Analgesia in the postoperative setting is important as continued pain can cause PONV, patient dissatisfaction, and delayed discharges [49]. A multimodal approach to pain control should be utilized including long acting local anesthesia, acetaminophen, NSAIDS, and opiates [49]. Targeting multiple receptors will allow for opioid-sparing pain control, which limits the negative effects of opioids [49]. Although a multimodal approach is preferred, severe breakthrough pain may require use of opioids [48]. Adequate pain control will allow the patient to be discharged to home earlier and resume normal daily activities including ambulating and taking PO [54]. NSAIDS may increase postoperative bleeding due to disruption of platelet aggregation and should be used with caution in patients with kidney impairment or gastric ulcers.

Oversedation

Office sedation with opioids and benzodiazepines can lead to oversedation if too much drug is used or if the patient is more sensitive to the drug.
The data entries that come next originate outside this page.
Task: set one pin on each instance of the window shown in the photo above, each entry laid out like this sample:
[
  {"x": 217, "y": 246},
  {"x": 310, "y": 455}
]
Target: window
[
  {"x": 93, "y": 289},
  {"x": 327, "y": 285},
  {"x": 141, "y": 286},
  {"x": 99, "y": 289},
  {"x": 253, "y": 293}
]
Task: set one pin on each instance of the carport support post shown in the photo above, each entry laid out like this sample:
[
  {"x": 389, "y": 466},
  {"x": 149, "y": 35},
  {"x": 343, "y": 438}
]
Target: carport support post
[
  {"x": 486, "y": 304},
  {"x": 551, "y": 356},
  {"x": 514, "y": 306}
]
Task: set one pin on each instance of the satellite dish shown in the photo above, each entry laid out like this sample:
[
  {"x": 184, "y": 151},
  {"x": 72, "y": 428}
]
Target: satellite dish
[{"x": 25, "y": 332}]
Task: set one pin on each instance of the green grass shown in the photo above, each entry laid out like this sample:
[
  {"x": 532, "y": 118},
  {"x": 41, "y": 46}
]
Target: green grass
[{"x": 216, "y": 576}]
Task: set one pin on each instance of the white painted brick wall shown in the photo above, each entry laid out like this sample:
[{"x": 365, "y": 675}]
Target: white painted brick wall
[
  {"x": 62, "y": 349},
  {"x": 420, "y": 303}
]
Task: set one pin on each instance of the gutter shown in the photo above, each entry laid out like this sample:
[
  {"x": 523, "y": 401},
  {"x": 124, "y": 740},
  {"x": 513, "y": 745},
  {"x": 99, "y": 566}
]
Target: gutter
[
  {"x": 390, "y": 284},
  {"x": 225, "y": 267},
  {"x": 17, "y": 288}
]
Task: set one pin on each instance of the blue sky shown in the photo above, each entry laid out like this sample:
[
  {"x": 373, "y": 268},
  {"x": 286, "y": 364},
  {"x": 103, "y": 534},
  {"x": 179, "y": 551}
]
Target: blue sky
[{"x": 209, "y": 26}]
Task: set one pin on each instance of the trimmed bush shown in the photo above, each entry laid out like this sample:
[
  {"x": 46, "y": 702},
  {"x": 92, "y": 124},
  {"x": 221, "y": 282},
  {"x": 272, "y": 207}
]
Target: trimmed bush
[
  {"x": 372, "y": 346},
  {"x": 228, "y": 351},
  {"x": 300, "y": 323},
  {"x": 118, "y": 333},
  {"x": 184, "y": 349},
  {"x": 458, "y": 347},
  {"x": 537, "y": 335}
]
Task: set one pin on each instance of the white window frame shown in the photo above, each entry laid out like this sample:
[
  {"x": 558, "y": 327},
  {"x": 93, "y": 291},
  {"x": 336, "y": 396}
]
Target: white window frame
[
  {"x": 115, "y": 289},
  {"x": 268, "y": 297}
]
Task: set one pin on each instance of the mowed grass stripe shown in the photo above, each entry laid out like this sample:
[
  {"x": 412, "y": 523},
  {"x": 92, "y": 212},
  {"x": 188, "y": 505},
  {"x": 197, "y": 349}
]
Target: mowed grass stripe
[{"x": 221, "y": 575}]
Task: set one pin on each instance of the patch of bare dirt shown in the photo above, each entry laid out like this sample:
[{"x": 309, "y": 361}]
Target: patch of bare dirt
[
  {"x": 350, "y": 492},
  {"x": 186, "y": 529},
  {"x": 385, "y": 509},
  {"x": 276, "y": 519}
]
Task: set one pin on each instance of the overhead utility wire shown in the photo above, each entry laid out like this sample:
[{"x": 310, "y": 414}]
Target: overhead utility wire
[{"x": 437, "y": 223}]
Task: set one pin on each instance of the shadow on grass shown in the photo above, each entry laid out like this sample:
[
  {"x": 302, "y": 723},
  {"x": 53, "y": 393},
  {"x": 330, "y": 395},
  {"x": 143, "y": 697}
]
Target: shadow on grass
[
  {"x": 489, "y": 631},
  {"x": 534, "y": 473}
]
Oversedation can cause respiratory depression or delayed recovery from anesthesia [50]. The decision to reverse anesthetic drugs should not be routine practice, but reserved for select cases in which it is for the patient’s safety. Naloxone is an opioid antagonist that can reverse the respiratory depression or glottic rigidity that is possible with opioids [50]. Flumazenil is a benzodiazepine antagonist that can reverse the sedation effects of benzodiazepines [50]. Following use of reversal drugs, the patient should be observed for an extended time as the half-life of reversal drugs may be shorter than that of the anesthetics [50].

Discharge and Home Care

Postanesthesia Instructions

As mentioned earlier in this chapter, the discussion about postanesthesia care begins in the preoperative stage [48]. Preferably, this conversation occurs with the patient and the responsible adult that will be caring for the patient during recovery. Postoperative medications including analgesics, antibiotics, and other medications should be reviewed with the patient and escort to ensure safe and proper usage. The patient should be given instructions about who to contact in the case of emergency, whether it is the surgeon’s office or local emergency department. Follow-up should be scheduled to ensure proper healing from surgery and full recovery from anesthesia.

Conclusion

Safe and effective office anesthesia begins with careful patient selection and protocols that aim to prevent complications. Patients with OSA, severe cardiorespiratory disease, predicted difficult mask ventilation, or intubation might be better treated in the operating room with a secured airway. A comprehensive knowledge of equipment and drugs is necessary to work efficiently through the inevitable office anesthesia emergency. Drugs utilized during an office sedation should not be cook book, rather, adapted to a specific patient’s requirements. Recovery from anesthesia occurs in stages and close observation is required until the patient is deemed stable for discharge based on hemodynamic stability, respiratory stability, and level of consciousness.